Like the title says, I got some work ahead of me. My dining room is part of the kitchen. The kichen has flat cherry cabinets with tan granite counters. In the next room, the wall colors are the same, but it has a light maple laminate floor. I guess I'm just stuck with white, correct?


----------



## shapeshifter (Jan 10, 2007)

I don't believe you are. If it were my house, and I plan to do something very similar, I would take the bold step of painting the walls, maybe a taupe or dark shade of beige that coordinates with your flooring, applying chair rail and painting it a lighter shade of the same taupe or beige. 

After all, it's just paint, right? 

Another thing you could do would be to put in an area rug to under the table and chairs, and pull your colors for the wall from it. That way, you would know ahead of time if your colors work well with the maple floor.
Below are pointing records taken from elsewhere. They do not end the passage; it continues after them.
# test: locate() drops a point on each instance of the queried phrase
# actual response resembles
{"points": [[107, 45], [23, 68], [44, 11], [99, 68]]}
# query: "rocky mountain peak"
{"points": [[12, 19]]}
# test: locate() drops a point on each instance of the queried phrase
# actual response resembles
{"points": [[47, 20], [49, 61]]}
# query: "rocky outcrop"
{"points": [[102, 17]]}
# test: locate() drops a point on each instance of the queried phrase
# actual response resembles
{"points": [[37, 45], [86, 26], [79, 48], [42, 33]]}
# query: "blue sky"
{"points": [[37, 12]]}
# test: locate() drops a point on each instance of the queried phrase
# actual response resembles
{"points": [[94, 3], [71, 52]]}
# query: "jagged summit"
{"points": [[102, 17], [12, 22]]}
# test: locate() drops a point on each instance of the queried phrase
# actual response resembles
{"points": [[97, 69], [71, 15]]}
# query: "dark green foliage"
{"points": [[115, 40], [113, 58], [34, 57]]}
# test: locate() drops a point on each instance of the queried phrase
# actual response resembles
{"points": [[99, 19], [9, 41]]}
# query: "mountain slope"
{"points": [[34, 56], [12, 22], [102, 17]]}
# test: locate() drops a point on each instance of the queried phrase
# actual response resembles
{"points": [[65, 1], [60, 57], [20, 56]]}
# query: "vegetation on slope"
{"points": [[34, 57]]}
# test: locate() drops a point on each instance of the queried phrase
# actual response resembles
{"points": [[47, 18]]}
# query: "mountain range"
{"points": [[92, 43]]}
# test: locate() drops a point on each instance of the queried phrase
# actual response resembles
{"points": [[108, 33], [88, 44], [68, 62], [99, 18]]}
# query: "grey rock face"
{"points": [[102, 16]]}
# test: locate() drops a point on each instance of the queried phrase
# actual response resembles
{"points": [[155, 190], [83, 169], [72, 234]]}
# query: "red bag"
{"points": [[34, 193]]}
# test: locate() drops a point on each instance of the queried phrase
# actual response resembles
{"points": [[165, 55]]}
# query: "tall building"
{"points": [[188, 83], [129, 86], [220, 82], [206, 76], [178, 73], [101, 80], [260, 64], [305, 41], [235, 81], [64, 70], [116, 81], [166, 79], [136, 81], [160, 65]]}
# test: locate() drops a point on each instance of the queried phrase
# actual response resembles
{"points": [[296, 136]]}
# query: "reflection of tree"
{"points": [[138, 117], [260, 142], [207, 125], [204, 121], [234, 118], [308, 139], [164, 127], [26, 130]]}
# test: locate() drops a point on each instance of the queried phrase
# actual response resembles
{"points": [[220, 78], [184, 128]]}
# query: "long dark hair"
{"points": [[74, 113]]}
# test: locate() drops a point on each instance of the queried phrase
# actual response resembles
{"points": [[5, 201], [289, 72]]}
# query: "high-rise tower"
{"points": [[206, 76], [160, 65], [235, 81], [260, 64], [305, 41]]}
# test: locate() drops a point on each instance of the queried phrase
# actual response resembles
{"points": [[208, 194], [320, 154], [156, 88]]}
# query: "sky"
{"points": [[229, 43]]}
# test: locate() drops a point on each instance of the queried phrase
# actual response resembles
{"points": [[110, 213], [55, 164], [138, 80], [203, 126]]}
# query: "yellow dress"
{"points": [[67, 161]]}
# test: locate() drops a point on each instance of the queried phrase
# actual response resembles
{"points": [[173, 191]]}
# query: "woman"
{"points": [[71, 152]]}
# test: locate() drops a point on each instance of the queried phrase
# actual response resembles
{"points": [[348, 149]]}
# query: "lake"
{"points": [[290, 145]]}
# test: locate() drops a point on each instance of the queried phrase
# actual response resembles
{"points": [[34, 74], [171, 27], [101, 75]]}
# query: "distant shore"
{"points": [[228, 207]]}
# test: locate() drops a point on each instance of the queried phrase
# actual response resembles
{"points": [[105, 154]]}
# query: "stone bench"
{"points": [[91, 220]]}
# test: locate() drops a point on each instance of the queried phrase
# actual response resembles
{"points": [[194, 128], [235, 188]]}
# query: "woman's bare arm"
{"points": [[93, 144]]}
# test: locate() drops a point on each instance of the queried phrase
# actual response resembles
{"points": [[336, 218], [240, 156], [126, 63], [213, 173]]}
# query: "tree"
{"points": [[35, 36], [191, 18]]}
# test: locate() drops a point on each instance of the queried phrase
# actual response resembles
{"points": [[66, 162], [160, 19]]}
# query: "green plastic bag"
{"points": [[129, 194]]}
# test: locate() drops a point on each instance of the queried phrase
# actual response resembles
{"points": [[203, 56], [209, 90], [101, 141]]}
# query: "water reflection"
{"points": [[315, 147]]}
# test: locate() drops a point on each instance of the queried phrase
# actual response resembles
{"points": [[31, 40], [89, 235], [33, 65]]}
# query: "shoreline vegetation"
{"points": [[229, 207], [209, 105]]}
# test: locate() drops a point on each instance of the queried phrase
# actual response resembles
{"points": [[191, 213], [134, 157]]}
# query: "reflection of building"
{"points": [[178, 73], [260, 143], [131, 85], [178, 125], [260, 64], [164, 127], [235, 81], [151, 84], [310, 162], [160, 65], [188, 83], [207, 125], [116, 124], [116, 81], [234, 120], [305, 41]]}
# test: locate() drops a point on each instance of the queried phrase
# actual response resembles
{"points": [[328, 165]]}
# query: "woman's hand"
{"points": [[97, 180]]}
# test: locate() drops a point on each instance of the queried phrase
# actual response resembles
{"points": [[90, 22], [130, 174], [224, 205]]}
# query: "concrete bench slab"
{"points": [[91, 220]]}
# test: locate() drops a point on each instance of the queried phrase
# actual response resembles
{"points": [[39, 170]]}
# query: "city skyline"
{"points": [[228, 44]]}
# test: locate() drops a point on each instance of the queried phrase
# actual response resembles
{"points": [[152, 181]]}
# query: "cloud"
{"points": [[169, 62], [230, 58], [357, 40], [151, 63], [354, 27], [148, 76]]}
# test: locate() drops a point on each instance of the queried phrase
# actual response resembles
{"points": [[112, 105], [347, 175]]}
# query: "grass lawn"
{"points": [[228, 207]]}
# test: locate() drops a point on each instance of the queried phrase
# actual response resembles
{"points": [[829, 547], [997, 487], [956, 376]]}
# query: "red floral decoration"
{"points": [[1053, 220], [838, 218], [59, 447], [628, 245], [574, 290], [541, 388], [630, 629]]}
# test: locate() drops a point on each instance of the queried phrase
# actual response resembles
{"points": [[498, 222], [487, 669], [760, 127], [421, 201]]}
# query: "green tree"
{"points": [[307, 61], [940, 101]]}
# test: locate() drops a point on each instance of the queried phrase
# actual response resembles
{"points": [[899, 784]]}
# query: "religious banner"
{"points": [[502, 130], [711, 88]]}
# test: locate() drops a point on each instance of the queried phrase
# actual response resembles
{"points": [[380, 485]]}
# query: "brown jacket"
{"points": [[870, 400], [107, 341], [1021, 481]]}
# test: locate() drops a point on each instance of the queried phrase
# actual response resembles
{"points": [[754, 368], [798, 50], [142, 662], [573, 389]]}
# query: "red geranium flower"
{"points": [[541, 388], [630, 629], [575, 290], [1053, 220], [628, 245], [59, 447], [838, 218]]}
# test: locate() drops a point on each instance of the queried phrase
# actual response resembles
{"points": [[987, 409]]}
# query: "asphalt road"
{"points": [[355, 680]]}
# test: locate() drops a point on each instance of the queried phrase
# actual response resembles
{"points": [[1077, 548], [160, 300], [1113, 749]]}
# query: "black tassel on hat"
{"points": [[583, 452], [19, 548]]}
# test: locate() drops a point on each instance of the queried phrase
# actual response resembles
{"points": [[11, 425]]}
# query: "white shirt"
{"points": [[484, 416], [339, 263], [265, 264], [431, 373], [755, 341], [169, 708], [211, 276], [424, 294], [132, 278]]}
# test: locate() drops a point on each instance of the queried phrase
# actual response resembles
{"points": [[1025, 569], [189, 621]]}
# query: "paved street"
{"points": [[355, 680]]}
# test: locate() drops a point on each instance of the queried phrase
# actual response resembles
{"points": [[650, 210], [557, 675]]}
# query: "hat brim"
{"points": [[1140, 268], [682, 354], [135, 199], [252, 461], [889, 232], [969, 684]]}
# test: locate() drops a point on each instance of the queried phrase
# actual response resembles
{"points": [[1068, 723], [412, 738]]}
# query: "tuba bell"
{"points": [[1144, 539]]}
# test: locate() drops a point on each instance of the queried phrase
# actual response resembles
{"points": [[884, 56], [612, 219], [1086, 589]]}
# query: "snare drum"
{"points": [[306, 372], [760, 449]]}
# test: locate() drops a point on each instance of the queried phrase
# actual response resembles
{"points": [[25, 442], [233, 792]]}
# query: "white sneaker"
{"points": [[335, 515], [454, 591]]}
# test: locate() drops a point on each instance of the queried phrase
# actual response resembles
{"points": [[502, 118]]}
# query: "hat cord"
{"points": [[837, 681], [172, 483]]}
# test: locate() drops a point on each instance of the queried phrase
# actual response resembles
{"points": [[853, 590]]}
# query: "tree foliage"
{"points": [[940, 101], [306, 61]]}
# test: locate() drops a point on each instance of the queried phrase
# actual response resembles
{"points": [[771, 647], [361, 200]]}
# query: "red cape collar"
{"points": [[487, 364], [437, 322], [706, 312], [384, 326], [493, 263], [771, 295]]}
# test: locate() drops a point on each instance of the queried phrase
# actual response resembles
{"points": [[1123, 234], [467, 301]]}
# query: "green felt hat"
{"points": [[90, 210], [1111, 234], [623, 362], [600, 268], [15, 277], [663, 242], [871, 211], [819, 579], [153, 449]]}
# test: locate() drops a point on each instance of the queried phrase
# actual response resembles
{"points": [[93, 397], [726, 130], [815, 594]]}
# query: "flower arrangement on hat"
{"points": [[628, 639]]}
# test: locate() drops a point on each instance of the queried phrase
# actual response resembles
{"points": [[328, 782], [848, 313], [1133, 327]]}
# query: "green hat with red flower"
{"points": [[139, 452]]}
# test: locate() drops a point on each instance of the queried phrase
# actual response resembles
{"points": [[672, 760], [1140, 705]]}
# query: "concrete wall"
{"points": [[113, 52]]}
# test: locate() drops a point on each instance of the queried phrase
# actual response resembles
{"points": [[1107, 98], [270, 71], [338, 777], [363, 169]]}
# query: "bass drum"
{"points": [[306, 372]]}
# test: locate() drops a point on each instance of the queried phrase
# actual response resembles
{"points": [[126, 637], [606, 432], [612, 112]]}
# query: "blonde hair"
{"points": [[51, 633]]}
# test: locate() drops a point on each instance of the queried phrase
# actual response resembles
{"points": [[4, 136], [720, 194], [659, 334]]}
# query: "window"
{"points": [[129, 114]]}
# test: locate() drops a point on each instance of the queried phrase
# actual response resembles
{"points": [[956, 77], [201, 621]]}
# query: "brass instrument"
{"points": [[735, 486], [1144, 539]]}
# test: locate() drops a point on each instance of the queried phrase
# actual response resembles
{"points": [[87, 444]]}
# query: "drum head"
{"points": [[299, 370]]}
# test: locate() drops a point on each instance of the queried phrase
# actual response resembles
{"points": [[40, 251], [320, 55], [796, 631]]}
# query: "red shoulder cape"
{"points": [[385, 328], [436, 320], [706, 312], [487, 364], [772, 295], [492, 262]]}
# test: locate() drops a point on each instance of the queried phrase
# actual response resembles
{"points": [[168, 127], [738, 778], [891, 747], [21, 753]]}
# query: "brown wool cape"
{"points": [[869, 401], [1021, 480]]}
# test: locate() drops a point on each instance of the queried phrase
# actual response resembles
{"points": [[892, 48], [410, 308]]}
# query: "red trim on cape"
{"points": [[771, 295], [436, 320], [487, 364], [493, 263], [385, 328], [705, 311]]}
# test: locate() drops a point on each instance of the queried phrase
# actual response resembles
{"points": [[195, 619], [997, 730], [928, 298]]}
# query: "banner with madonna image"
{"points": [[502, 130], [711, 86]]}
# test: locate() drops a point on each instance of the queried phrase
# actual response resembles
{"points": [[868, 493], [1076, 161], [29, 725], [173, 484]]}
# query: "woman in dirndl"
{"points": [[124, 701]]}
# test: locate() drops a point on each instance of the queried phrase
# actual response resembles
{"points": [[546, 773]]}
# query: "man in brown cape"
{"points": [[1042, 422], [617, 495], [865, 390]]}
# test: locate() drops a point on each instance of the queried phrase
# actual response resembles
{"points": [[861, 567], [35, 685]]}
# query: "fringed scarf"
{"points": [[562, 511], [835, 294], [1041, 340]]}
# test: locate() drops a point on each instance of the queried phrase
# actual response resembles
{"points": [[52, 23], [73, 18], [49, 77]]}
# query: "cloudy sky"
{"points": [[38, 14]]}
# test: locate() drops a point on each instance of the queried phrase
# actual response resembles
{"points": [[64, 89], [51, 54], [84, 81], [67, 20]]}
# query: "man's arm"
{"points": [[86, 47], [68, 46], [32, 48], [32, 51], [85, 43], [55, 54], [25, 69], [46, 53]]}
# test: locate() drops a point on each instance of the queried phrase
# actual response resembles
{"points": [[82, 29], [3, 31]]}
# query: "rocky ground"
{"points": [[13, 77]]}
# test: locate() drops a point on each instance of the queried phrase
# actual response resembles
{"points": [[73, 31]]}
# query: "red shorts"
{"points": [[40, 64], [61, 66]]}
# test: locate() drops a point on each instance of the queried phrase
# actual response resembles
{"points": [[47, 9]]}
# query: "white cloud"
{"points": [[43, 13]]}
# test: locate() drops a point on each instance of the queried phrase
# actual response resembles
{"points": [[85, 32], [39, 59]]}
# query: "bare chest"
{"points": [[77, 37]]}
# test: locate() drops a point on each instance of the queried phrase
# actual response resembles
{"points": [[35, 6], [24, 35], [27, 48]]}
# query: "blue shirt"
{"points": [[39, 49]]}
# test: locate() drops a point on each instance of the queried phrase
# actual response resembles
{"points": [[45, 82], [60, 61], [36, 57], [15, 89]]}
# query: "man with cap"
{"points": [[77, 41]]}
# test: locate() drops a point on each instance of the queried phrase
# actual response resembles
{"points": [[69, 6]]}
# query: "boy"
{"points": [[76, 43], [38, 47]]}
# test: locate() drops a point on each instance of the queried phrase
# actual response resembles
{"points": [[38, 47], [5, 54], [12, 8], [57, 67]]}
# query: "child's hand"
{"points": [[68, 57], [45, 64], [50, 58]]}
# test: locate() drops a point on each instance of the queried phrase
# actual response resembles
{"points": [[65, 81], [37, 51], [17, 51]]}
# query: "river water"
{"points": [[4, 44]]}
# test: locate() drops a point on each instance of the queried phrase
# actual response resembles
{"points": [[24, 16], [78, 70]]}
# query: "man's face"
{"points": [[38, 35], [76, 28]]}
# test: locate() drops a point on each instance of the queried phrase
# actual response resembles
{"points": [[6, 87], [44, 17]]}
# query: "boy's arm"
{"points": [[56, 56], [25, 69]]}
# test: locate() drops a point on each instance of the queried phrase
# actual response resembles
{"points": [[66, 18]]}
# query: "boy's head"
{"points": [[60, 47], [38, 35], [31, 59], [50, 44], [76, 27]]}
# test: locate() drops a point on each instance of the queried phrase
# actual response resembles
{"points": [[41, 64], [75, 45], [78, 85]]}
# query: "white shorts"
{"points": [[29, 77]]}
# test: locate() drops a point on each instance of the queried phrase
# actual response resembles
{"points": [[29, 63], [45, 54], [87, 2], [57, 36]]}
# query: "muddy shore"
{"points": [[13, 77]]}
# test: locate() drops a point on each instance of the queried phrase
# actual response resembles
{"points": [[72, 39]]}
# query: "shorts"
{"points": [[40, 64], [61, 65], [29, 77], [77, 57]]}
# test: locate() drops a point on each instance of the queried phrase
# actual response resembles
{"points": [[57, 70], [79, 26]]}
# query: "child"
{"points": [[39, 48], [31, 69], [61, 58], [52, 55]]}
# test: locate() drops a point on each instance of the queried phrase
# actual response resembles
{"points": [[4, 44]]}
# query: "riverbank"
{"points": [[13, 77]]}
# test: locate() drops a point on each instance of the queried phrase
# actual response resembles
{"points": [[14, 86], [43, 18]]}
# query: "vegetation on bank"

You would just need to make sure that the wall color works with the flooring because there are a 1000 shades of beige or taupe.


----------



## Concordseeker (Aug 5, 2007)

I personally like white for trim. IMHO stained trim, unless it's very high end wood, just looks unfinished. You might want to paint under the chair rail a darker shade for contrast.


----------



## shapeshifter (Jan 10, 2007)

I also like the real contrast that white brings in. Do they not have to be careful about the shade of white they choose? Just like choosing the correct shade of beige or taupe? 

The shade of white that I really like is Wal Mart Color Choice "White Chocolate" It seems to work well with any other color I've used because it is not a stark, ghostly white. It has some cool undertones and seems to be able to adapt to the wall color it is painted against.

The reason that I suggested using a lighter shade of the wall color is, around here, more and more you are seeing that rather than the white trim.


----------



## Cole (Mar 12, 2005)

Concordseeker said:


> I personally like white for trim. IMHO stained trim, unless it's very high end wood, just looks unfinished. You might want to paint under the chair rail a darker shade for contrast.


I couldn't agree more.

I like the look of white trim!


----------



## DIY4EVER (Apr 10, 2007)

i agree with Shapeshifter's area rug idea. this is what i did in my dining room. the area rug has squares of different colors on it, red, blue, tan, dark brown.... I used the red color on the bottom 1/3 of the walls and the tan (taupe) color on the top 2/3 and ran a white chair rail all the way around at the line created by the two colors. everything coordinates with the rug:thumbsup:


----------